Rabu, 19 September 2012

About TOSCA and BLUE

Postingan kali ini, aku mau share tentang address namae blog-ku sendiri. Banyak temenku nanya, "kenapa tosca adores blue? Kenapa ga namamu aja gitu?"

Ada beberapa alasan sih..,
Berawal dari kesukaanku sama warna tosca, tosca adalah pencampuran dari warna hijau dan biru, hasilnya bisa dilihat seperti gambar berikut 

Warna yang seperti itu adalah warna turqoise atau hijau tosca. Entah mengapa aku addicted banget sam warna ini.
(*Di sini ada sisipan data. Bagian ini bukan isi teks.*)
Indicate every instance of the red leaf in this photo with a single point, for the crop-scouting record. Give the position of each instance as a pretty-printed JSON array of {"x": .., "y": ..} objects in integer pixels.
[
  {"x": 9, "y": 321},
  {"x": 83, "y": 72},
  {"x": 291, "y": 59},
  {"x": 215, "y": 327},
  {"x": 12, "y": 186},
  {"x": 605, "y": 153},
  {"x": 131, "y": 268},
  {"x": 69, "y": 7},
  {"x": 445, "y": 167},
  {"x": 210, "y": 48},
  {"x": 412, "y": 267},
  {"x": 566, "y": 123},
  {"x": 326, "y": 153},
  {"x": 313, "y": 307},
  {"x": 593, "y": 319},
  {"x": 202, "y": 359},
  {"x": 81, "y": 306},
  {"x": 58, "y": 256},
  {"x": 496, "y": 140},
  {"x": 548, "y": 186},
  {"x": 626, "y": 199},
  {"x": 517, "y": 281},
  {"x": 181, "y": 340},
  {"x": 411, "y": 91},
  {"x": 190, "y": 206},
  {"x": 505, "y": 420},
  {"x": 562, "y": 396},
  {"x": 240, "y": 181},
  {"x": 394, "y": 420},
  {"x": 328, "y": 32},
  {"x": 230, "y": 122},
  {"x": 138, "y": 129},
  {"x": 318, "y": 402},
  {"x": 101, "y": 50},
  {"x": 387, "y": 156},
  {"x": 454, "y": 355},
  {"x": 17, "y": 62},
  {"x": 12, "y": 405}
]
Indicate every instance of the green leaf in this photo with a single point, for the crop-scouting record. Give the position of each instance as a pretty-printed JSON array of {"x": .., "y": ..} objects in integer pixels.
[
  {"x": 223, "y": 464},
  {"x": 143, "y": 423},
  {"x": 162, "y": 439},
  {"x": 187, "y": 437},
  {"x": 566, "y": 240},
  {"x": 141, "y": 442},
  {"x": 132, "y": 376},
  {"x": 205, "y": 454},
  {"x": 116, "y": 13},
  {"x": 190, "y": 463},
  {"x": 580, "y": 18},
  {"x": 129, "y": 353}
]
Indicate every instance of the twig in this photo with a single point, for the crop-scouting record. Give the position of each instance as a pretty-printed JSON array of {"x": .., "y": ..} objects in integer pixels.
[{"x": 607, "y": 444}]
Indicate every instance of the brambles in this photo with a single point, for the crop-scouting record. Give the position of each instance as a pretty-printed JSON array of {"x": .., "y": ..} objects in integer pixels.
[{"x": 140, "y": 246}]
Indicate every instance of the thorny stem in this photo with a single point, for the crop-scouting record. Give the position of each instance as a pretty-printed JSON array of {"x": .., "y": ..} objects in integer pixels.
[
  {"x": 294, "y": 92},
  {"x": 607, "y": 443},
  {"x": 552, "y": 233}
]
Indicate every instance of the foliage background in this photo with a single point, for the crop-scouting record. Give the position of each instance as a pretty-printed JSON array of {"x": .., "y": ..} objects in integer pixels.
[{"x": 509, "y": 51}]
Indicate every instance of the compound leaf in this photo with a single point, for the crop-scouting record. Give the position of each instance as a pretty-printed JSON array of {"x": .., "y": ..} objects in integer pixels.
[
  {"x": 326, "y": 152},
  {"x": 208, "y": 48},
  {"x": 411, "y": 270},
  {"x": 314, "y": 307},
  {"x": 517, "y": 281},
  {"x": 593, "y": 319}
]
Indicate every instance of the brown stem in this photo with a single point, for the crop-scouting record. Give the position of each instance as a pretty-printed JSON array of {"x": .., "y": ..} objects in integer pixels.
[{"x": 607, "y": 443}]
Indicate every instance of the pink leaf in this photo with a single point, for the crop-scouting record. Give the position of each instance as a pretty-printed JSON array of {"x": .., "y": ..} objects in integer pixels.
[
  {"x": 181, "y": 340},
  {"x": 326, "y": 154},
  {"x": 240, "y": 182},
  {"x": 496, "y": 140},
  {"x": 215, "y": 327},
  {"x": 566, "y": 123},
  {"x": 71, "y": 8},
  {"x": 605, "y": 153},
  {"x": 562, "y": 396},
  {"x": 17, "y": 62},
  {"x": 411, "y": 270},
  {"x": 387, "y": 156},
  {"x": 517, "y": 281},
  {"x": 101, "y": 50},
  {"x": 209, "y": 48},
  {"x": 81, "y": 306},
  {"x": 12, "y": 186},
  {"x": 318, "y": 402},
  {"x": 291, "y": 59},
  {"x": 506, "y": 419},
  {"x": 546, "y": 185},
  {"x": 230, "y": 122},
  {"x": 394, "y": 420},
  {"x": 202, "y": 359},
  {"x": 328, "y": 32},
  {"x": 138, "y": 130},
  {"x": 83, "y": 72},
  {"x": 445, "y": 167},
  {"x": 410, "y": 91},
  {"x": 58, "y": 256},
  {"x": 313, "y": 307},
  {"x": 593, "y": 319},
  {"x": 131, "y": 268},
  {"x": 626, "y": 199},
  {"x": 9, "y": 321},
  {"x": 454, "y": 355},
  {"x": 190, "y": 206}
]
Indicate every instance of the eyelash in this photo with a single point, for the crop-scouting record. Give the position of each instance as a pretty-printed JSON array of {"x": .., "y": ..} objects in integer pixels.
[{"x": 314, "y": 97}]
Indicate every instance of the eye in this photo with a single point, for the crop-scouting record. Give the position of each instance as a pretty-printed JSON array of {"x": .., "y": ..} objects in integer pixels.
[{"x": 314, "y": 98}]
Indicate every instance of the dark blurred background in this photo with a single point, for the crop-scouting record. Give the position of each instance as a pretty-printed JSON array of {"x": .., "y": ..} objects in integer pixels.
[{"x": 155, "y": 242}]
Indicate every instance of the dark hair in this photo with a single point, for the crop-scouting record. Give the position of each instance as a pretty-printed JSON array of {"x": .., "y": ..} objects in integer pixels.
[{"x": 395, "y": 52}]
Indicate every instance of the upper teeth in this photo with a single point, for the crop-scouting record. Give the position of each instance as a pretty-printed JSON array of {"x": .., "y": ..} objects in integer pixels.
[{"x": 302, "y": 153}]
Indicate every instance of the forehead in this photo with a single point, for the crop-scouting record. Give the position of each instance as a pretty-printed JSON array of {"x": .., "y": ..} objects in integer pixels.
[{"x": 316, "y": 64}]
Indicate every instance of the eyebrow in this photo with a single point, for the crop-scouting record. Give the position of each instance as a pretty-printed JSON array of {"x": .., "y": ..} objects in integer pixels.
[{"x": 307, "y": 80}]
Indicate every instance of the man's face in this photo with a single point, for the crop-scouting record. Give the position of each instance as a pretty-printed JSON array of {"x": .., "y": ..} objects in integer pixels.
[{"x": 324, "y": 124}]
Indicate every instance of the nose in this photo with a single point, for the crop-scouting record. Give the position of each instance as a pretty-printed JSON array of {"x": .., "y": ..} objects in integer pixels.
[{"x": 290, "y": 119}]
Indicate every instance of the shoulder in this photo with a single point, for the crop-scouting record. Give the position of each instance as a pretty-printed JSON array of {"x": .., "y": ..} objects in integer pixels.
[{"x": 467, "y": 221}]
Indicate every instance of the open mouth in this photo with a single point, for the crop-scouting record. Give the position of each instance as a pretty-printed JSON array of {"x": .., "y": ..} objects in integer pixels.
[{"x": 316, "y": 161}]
Kalo diliat tuh adem gitu, lagian kan ga banyak orang yang suka, bahkan sekedar tahu twarna tosca. So, tosca is my color.

Nah tadi ngomongin tosca, sekarang apa hubungannya sama "blue"? Blue itu adalah warna kesukaannya Kyuhyun^^ hehehe. (Buat yang gatau Kyuhyun bisa liat di postinganku yang sebelumnya) Hampir semua baju yang dia punya di dominasi warna biru. Blue itu juga warna yang sangat menenangkan loh.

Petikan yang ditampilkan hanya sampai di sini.